そして,相当対価の算定方法,対価の決定過程から対価が支払われるまで,対価を受けることとなる従業員などの関与が行われ,従業員などの意見が十分に反映されていなければ,結果的に成果報酬を支払わされるということになり,このことが企業にとって経営リスクとなっていました。

なお,一部の企業では,特許法35条4項に沿った職務発明規定を設けたり,相当対価の上限額を撤廃する等の対応を行うことで,日亜化学工業事件のようなリスクを回避しようとする動きもありますが,多くの企業では,職務発明に対する対応が十分ではないというのが現状です。

そこで,現在,政府の有識者会議では,一定の条件を満たせば、職務発明に関する特許を受ける権利を法人に帰属させる方向で検討が行われ,平成26年6月18日の有識者会議で意見の一致をみています。

また,同月20日の知的財産戦略本部の会合において,「知的財産推進計画2014」において職務発明の法人帰属を認める職務発明制度の見直しが盛り込まれており,早期に対応することが確認されています。
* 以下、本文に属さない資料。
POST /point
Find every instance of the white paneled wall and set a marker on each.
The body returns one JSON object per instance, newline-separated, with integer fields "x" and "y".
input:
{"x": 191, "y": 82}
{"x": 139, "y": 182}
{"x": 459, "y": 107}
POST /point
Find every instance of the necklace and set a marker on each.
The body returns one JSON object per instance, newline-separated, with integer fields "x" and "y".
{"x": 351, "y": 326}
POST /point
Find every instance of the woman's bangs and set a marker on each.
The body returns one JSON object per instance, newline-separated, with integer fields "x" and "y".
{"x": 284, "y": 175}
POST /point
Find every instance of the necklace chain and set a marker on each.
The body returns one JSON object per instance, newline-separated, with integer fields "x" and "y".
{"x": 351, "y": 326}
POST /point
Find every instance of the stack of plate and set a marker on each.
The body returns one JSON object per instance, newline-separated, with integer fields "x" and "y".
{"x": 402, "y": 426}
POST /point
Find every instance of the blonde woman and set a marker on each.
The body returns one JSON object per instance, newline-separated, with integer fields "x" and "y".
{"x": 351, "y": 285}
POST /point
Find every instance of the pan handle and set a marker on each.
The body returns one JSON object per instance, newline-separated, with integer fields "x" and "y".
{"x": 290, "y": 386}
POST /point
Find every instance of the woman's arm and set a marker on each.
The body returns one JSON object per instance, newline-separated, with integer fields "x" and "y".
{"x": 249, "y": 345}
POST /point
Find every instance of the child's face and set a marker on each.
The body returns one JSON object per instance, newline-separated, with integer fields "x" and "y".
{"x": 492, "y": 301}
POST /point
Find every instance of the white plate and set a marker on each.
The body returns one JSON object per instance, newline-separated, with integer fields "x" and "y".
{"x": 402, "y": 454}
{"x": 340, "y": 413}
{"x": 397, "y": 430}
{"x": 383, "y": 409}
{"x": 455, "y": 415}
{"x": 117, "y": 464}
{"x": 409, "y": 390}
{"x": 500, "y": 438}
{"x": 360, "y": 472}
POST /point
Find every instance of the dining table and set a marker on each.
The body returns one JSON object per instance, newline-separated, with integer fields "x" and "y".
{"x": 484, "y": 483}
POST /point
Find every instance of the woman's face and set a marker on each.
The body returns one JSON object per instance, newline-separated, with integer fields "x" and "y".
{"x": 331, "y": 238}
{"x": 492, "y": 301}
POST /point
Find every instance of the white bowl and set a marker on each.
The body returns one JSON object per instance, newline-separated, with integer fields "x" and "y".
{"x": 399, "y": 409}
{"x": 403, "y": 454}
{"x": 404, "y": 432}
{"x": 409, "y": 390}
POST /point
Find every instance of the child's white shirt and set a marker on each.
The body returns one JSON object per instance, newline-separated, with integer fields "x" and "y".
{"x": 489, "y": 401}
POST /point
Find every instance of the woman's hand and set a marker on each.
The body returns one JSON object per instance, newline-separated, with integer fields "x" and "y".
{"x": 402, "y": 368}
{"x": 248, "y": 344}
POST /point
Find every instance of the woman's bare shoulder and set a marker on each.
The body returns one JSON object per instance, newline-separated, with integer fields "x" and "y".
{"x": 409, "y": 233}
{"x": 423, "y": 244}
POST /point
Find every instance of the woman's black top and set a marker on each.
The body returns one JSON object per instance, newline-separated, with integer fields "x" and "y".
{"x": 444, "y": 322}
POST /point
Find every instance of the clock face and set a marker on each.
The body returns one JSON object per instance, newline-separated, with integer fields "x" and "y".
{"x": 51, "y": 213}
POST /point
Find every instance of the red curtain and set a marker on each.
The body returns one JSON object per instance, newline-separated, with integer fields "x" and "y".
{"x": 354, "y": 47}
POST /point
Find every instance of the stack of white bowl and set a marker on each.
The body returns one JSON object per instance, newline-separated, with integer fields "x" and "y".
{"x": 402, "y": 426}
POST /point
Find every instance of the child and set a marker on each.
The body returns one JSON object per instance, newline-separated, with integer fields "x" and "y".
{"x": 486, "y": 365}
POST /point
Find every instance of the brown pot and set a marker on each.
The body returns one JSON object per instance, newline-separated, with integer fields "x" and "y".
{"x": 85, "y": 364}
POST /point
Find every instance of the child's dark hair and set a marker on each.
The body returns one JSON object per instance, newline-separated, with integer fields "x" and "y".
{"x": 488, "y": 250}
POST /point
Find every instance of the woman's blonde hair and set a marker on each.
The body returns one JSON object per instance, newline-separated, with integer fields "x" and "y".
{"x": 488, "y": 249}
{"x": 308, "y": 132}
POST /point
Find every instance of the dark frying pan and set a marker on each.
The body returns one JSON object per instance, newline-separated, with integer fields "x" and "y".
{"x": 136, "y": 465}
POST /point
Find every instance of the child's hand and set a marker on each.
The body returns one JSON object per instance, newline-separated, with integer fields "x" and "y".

政府の有識者会議においては,来年の通常国会において特許法改正案を提出することが確認されていますが,どのような条件が整った場合に職務発明の法人帰属を認めるかについては非常に難しい調整が必要になります。
条件を厳しくすると、多くの企業が対応できなくなり特許法を改正する意味がなくなりますし,条件を緩くした場合には,従業員の発明に対する意欲が減退し,発明を促すことで経済の発展を実現するという特許法の目的が蔑しろにされるおそれもあります。

今後の政府の有識者会議における議論に注目する必要があります。